As an alternative to HDF5, we can use a SQL database. The simplest choice is sqlite, which uses a single file to store a database.


In [33]:
import sqlite3
conn = sqlite3.connect('data.sql')
f = mr.batch(v[:3], 11, 3000, conn=conn, sql_flavor='sqlite', table='bulk_water/features')


mr.core.feature.locate:  693 local maxima, 259 of qualifying mass
mr.core.feature.batch:  Frame 0: 259 features
mr.core.feature.locate:  695 local maxima, 203 of qualifying mass
mr.core.feature.batch:  Frame 1: 203 features
mr.core.feature.locate:  702 local maxima, 184 of qualifying mass
mr.core.feature.batch:  Frame 2: 184 features
mr.core.feature.locate:  706 local maxima, 220 of qualifying mass
mr.core.feature.batch:  Frame 3: 220 features

A MySQL database is also supported. The mr.sql module provides a convenience function for making a MySQL database connection.


In [32]:
f = mr.batch(v[:3], 11, 3000, conn=mr.sql.connect(), sql_flavor='mysql', table='bulk_water/features')


mr.core.feature.locate:  693 local maxima, 259 of qualifying mass
mr.core.feature.batch:  Frame 0: 259 features
mr.core.feature.locate:  695 local maxima, 203 of qualifying mass
mr.core.feature.batch:  Frame 1: 203 features
mr.core.feature.locate:  702 local maxima, 184 of qualifying mass
mr.core.feature.batch:  Frame 2: 184 features
mr.core.feature.locate:  706 local maxima, 220 of qualifying mass
mr.core.feature.batch:  Frame 3: 220 features

As with HDF5, you can conserve memory using do_not_return=True.

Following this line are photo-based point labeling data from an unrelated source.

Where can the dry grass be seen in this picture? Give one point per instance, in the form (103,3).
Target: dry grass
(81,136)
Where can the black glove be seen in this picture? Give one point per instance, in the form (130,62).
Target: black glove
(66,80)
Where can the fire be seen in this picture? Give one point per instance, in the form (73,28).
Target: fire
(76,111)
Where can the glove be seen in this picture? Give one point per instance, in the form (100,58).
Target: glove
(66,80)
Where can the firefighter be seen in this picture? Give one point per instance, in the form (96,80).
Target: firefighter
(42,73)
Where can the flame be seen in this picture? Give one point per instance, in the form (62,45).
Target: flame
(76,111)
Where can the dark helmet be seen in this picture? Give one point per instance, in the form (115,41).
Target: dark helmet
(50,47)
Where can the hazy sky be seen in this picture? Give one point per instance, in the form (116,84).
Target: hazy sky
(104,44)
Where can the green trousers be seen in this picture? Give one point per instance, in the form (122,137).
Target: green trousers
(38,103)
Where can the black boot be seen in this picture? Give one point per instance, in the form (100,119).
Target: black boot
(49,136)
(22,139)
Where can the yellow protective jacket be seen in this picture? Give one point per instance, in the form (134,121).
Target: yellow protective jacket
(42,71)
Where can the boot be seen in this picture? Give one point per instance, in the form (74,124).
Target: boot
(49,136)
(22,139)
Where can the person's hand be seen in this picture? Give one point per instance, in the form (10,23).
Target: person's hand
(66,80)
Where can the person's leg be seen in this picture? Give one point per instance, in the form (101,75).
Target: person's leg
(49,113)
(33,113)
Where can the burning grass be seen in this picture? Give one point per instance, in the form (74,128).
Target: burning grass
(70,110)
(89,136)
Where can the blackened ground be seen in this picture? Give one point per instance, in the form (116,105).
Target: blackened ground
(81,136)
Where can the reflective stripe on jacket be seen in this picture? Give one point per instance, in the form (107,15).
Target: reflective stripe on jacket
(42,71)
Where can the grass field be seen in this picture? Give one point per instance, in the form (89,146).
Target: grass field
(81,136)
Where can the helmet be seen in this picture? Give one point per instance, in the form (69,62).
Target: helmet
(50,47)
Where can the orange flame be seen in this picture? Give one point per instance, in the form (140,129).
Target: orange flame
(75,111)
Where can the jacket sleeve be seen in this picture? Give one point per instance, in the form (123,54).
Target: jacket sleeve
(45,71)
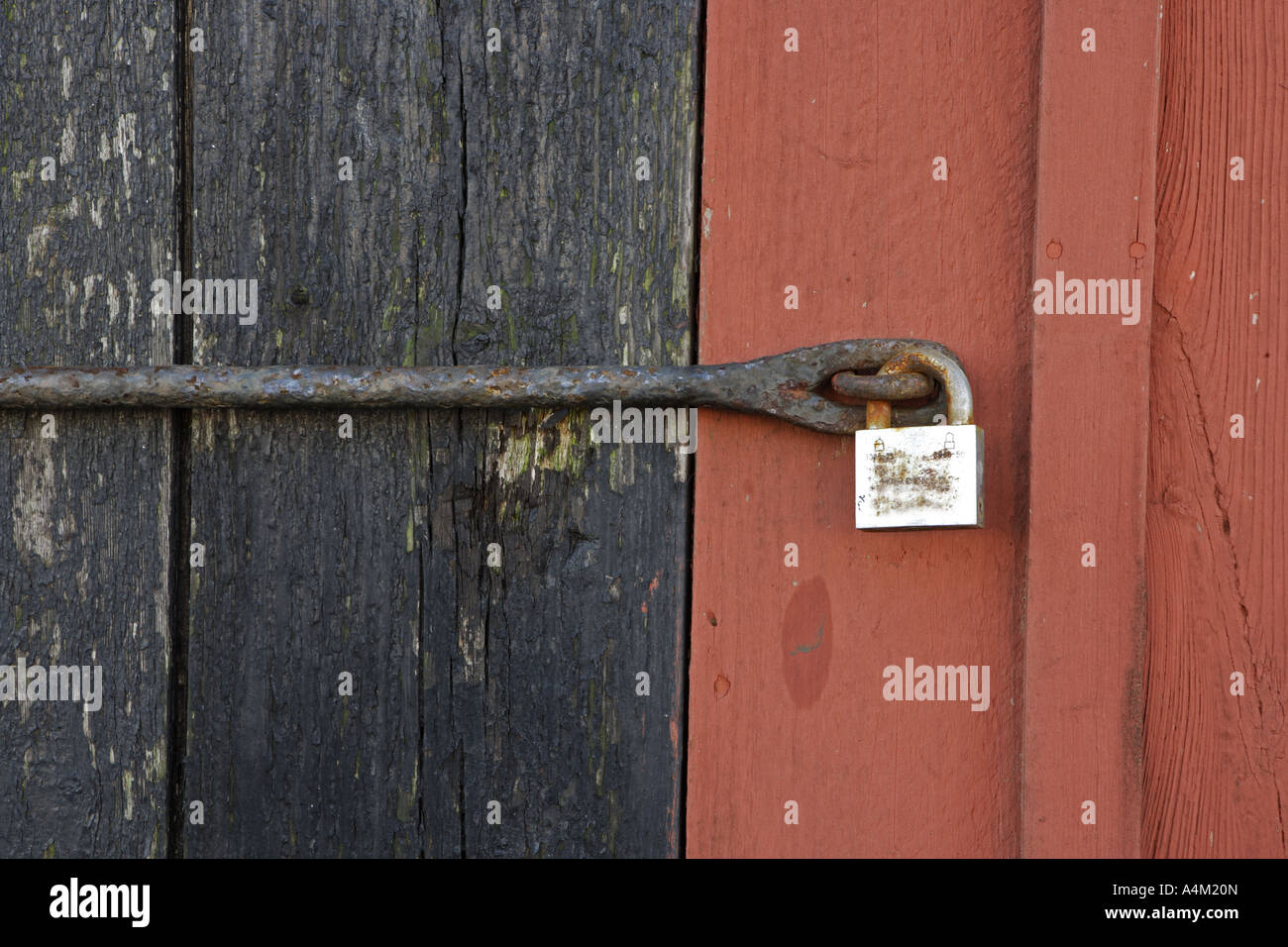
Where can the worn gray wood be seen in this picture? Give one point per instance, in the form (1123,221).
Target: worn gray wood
(85,532)
(309,567)
(472,684)
(535,664)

Accesssing partial data sets without interrupting analysis

Finally, sometimes it is convenient examine the early results while the full video is still being processed. This is not possible with an HDF5 file, which does not support concurrent reading and writing. But SQL makes it possible.


In [36]:
partial = pd.io.sql.read_frame('select * from bulk_water_features', conn)
partial.head()


Out[36]:
x y mass size ecc signal ep frame
0 36.048647 8.120968 3844 2.771191 0.146392 22.279131 0.370538 0
1 67.232830 7.869478 3509 2.570799 0.053752 23.279131 0.412061 0
2 430.957784 7.319437 5685 2.763565 0.288109 26.279131 0.315874 0
3 629.180087 8.195757 4148 3.248655 0.216354 14.279131 0.420683 0
4 552.773313 11.108589 3260 2.211168 0.118502 29.279131 0.442856 0

Here we have the full result because my short example job is done and already finished.